Нет, ну что я за дура-то такая, проклятые стереотипы, «если молодой, то слушает всякую херню». Музыка, у которой есть душа, она вне времени и вне поколений, и неважно, в каких вы родились — в семидесятых, девяностых или нулевых. «The Doors» — форева! «Металлика» — форева! Элвис — форева! Джо Дассен — навсегда! Моя дочь в начальной школе обожала Мэрилина Менсона, а в два года отплясывала в памперсе под «Рамштайн», у нее нет никаких шансов на восприятие попсы. До определенного возраста детям нравится то, что слушают их родители, лишь годам к двенадцати у них формируется свой вкус и свое отношение к музыке, но базируется все это на том, что она слышала в детстве. Вкус можно привить, но только делать это надо в раннем детстве. Я с точностью на сто процентов знаю, что моя Дарья не будет слушать российский шансон и пользоваться дешевыми духами, лучше не пользоваться ничем, если нет денег на приличные — я ее этому научила…
Пока мы болтали, я упустила из виду, что мы выехали за город.
— А куда мы едем? — настороженно спросила я.
— К одному моему другу, он живет в пятнадцати километрах от города.
— А в каком направлении мы едем? — почувствовав, как становится немного влажной моя спина, спросила я, хотя прекрасно понимала, что ответ мне ровным счетом ничего не даст. Перед поездкой в Париж я почитала только об округах самого города, а пригород меня не интересовал.
— Там хорошо, тебе понравится, — ответил он, и я окончательно напряглась.

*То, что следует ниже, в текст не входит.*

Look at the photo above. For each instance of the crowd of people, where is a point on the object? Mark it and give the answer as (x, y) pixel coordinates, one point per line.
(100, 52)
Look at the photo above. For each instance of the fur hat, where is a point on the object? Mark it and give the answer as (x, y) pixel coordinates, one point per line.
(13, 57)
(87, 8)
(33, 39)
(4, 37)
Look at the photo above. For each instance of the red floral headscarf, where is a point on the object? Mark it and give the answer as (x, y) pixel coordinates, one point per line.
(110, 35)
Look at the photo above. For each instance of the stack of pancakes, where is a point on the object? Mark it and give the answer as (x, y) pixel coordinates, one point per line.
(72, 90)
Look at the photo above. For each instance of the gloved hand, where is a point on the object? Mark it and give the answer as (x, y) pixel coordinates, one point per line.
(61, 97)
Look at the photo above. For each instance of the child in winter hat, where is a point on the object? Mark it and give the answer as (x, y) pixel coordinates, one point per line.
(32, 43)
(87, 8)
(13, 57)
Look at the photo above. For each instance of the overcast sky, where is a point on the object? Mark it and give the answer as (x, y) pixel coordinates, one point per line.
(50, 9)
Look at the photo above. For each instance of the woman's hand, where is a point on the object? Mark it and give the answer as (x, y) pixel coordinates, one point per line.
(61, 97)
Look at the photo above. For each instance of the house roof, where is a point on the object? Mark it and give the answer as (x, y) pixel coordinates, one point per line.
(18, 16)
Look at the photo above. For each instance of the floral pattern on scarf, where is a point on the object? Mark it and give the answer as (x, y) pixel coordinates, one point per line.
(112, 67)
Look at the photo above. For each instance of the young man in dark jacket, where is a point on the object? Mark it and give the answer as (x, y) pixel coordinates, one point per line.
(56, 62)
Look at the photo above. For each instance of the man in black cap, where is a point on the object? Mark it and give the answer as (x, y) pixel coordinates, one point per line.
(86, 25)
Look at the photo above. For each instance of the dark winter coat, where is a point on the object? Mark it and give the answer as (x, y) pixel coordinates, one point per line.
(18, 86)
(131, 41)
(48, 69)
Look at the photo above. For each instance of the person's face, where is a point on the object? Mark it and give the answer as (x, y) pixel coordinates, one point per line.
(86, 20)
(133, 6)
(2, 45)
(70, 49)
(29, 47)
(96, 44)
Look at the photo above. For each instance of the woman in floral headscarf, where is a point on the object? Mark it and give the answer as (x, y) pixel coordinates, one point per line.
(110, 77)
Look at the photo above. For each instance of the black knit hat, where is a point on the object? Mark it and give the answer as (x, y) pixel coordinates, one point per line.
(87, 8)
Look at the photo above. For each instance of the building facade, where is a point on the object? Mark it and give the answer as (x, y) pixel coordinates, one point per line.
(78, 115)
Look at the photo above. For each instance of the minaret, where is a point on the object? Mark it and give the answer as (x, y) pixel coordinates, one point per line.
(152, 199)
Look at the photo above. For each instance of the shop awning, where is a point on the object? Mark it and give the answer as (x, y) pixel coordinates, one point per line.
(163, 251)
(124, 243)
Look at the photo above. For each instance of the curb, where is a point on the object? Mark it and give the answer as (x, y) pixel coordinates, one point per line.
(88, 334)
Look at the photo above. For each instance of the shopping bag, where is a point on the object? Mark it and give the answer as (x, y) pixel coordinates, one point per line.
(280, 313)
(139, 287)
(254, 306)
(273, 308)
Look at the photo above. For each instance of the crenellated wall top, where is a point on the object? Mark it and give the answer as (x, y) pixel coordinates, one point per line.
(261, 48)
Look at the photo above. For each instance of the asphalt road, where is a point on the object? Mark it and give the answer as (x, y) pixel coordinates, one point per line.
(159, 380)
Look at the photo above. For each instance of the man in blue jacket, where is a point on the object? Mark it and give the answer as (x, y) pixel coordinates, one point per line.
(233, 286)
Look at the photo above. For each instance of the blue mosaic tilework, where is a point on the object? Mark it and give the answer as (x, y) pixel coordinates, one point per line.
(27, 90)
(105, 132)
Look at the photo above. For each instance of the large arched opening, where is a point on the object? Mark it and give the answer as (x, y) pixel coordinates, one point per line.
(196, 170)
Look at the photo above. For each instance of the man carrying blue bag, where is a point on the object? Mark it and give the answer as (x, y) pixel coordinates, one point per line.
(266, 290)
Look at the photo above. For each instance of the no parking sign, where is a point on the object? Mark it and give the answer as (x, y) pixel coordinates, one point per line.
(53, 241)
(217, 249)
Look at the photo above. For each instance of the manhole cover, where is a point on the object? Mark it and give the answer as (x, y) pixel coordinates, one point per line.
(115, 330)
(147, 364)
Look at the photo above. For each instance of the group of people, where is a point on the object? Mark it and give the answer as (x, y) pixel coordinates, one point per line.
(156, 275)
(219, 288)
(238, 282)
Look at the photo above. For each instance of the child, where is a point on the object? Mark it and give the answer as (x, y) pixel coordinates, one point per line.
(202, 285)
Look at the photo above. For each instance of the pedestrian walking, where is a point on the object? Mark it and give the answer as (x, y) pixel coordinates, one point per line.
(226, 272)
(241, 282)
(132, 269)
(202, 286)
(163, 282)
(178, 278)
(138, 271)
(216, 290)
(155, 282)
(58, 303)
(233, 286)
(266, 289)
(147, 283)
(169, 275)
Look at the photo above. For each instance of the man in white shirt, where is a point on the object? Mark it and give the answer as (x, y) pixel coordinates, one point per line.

Господи! Что ж я за идиотка-то такая, куда я еду, с кем? Гаспар — это его настоящее имя? Нет, конечно, какой-то Гарик-извращенец и маньяк везет меня в неизвестном направлении за город. Перед глазами стали всплывать все фильмы ужасов про расчленение туристов, про молчание ягнят и что-то там еще про бензопилу.
Меня охватила паника. Даша одна в гостинице, ей четырнадцать, у нее нет денег, карта и кошелек у меня. В номере из еды не съеденный салат и отгрызанный багет, куча сувениров для друзей и билеты на обратную дорогу. Догадается она позвонить отцу, если утром меня не окажется дома? Она ведь останется совсем одна, как она будет жить, что с ней будет? У меня затряслись ноги.
В это время мы подъехали к хорошо освещенному и, как мне показалось, очень старинному кованому забору, двери автоматически открылись, и я приготовилась в ближайшее время расстаться со своей никчемной жизнью.
— Эй, пошли! — выдернул меня из бездны кошмарных картинок, нарисованных моим воспаленным сознанием, голос Гарика.
Он стоял, открыв мою дверцу, и вопросительно поглядывал на меня. Стоял, как обычно, со своей по-детски открытой улыбкой, в левой руке у него дымилась СИГАРЕТА!!!
— ТЫ ЧТО, КУРИШЬ?! — с неподдельным изумлением спросила я.
— Ты по ходу тоже что-то куришь, — весело сказал он. — Я всю дорогу курил, я вообще много курю, тут все много курят, — сказал Гарик-Гаспар.
Я остановилась как вкопанная, забыв про страх быть заживо расчлененной.
— Как всю дорогу? Ты шутишь? Я не заметила. Ты и днем курил?
— Да, — тоже остановившись, немного настороженно ответил он. — Днем я меньше курю, чем вечером, на работе особо не покуришь, сейчас почти везде датчики дыма стоят, а вечером одну за одной.
— Так вредно же, — промямлила я, предполагая в уме, что, возможно, у меня рак головного мозга, и очень скоро я умру.
— Кто тебе сказал такую ерунду? — засмеялся он. — Пошли уже.
Я вдруг услышала где-то за деревьями веселые голоса, которые, словно шумный ручей, журчали мне, что, возможно, расчлененки сегодня не будет. И я увидела, что стою на довольно большой парковке, на которой стояло много красивых машин не известных мне марок.